Code Quality Review
Challenge complexity and advocate for simple, readable, maintainable code.
Core Principles
| Principle | Meaning |
|---|---|
| KISS | Prefer straightforward over clever. If it needs extensive comments, it's too complex. |
| YAGNI | Don't build for hypothetical futures. Remove unused code. Wait for 3 cases before abstracting. |
| DRY | But don't over-apply: duplication beats wrong abstraction. Extract only stable patterns. |
| SOLID | Single responsibility, open/closed, Liskov substitution, interface segregation, dependency inversion. |
Over-Engineering Signs
- •Abstractions with only one implementation
- •Factory/Strategy patterns for code that never varies
- •Wrapper classes that just delegate
- •Configuration for things that never change
- •"Future-proofing" for requirements that don't exist
Complexity Smells
- •Methods > 20-30 lines
- •Classes with > 5-7 dependencies
- •Deep nesting > 3 levels
- •Boolean parameters that change behavior
- •Comments explaining "what" instead of "why"
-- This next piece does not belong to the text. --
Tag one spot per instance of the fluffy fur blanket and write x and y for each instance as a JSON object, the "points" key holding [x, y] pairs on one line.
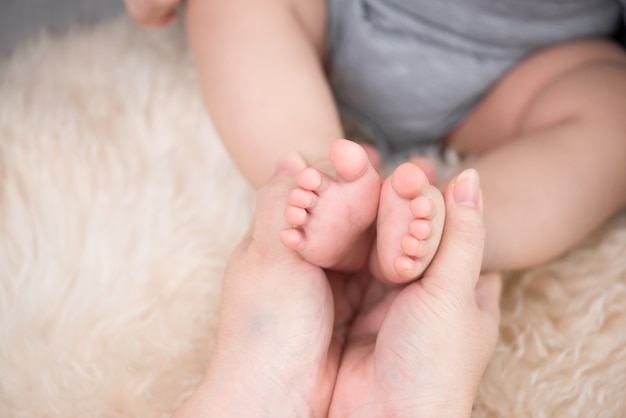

Simplification Opportunities
- •Inline single-use variables
- •Use early returns to reduce nesting
- •Extract method for repeated logic
- •Remove dead code paths
- •Simplify boolean expressions
Review Checklist
- •Question the abstraction - What problem does it solve? If "future flexibility" → challenge with YAGNI
- •Count the layers - Can we remove a layer? Is the abstraction earning its complexity?
- •Check for speculative generality - Parameters always the same? Methods with one caller? Classes with one subclass?
- •Verify single responsibility - Can you describe it in one sentence without "and"?
Red Lines (Always Flag)
- •Dead code that should be deleted
- •Commented-out code (use version control)
- •TODO comments older than current sprint
- •Overly defensive programming
- •Copy-pasted code with minor variations
Green Flags (Praise)
- •Simple, readable code
- •Well-named variables and functions
- •Appropriate use of standard library
- •Tests that document behavior
- •Code that's easy to delete
Context-Specific
Java/Spring Boot (transit-api/)
- •Question excessive DTO layers
- •Challenge services that just delegate to repositories
- •Look for Spring annotations that could be simplified
Angular/TypeScript (transit-ui/)
- •Question unnecessary custom hooks
- •Challenge prop drilling solutions (context might be simpler)
- •Look for components that could be split or merged
Response Format
code
### Assessment Brief summary of complexity level and main concerns. ### Simplification Opportunities 1. **High impact**: Significant simplification 2. **Medium impact**: Worth doing, moderate effort 3. **Low impact**: Minor improvements ### Code Examples Before/after for key suggestions. ### Trade-offs Acknowledge when complexity is justified.
Mantras
"Perfection is achieved not when there is nothing more to add, but when there is nothing left to take away."
"The cheapest, fastest, and most reliable components are those that aren't there."